Materials and Methods
Data collection
We examined the incidence of COI NUMTs in the genomes of marine animals
on the NCBI genome browser (Clark et al. 2016). To identify candidate
genomes, we compared taxonomic names in the World Register of Marine
Species (WoRMS; Horton et al. 2020) with the NCBI genome browser
(https://www.ncbi.nlm.nih.gov/genome/browse). All genomes for marine
invertebrates were downloaded together with those for at least one
species per order of marine vertebrates. When more than one genome was
available for a species, the reference genome (if available) or the most
recent assembly was selected. In addition, we downloaded the COI
sequence from the mitochondrial genome of each species and used Aliview
(Larson 2014) to extract the 658 bp recovered by primers targeting the
barcode region (Hebert et al. 2003). When available, the reference
sequence for the full COI gene was also retained. When a COI sequence
was unavailable on GenBank, the Barcode of Life Database (BOLD;
Ratnasingham and Hebert 2007) was searched for a sequence.
NUMT search and
identification
We conducted BLAST searches for mitochondrial COI against the genome
sequence available for each species using the 658 bp barcode region as
the query. Using Geneious Prime (version 2020.2.1), we conducted a
BLASTn search with a maximum of 1000 hits and a maximum expectation
value of e = 0.0001 to generate a list of hits. We excluded BLASTn hits
<100 bp in length, or those with both 100% coverage and ≥
99.8% ID as these likely represented a mitochondrial sequence
inadvertently included in the nuclear assembly.
The remaining hits were considered putative COI NUMTs and summary
information (hit length, GC content, query coverage, percent similarity,
e-value) were exported to Excel (Supp. Table 1). Using MUSCLE in
Geneious Prime, each hit was aligned with the mitochondrial COI sequence
for that species to visually search for any insertions and deletions.
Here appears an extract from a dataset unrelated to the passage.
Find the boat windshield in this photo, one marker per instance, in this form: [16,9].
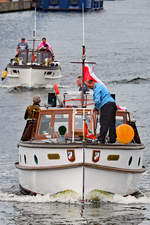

Each sequence was then translated using the appropriate mitochondrial
code to determine if premature stop codons were present. The presence of
indels or premature stop codons (IPSCs) at any position along the
sequence was recorded for six hit length categories: 100–200 bp,
200–300 bp, 300–400 bp, 400–500 bp, 500–600 bp and 600–700 bp.
Since using a longer COI query length could reveal additional NUMTs
beyond the 658 bp barcode region, we conducted a second BLAST search
among the invertebrates in our dataset using the full-length (≥1500 bp)
COI sequence when available. We used the same BLASTn parameters and
strategy for identifying IPSCs as for the 658 bp query, and retained all
hits >150 bp. This analysis made it possible to ascertain
if certain regions of COI were more prone to incorporation into NUMTs by
mapping hits to the reference COI sequence and then quantifying the
coverage at each nucleotide position. We then plotted the coverage for
all species in a particular phylum to determine the frequency with which
each nucleotide position of COI appeared in a NUMT.
NUMT diagnosis
To quantify the incidence of NUMTs that presented an interpretational
threat to metabarcoding, we ascertained the proportion of hits lacking
diagnostic features at four sequence lengths (150, 300, 450, 600 bp)
commonly recovered with HTS (Hebert et al., 2018; Reuter et al., 2016;
Rhoads & Au, 2015) using the 658 bp COI query. HTS platforms generating
short reads will recover all NUMTs, but only those with IPSCs in the
target region will be diagnosed. For instance, platforms that generate
150 bp reads will capture all NUMTs ≥150 bp, but they will only be
recognizable as NUMTs if they possess IPSCs within the first 150 bp.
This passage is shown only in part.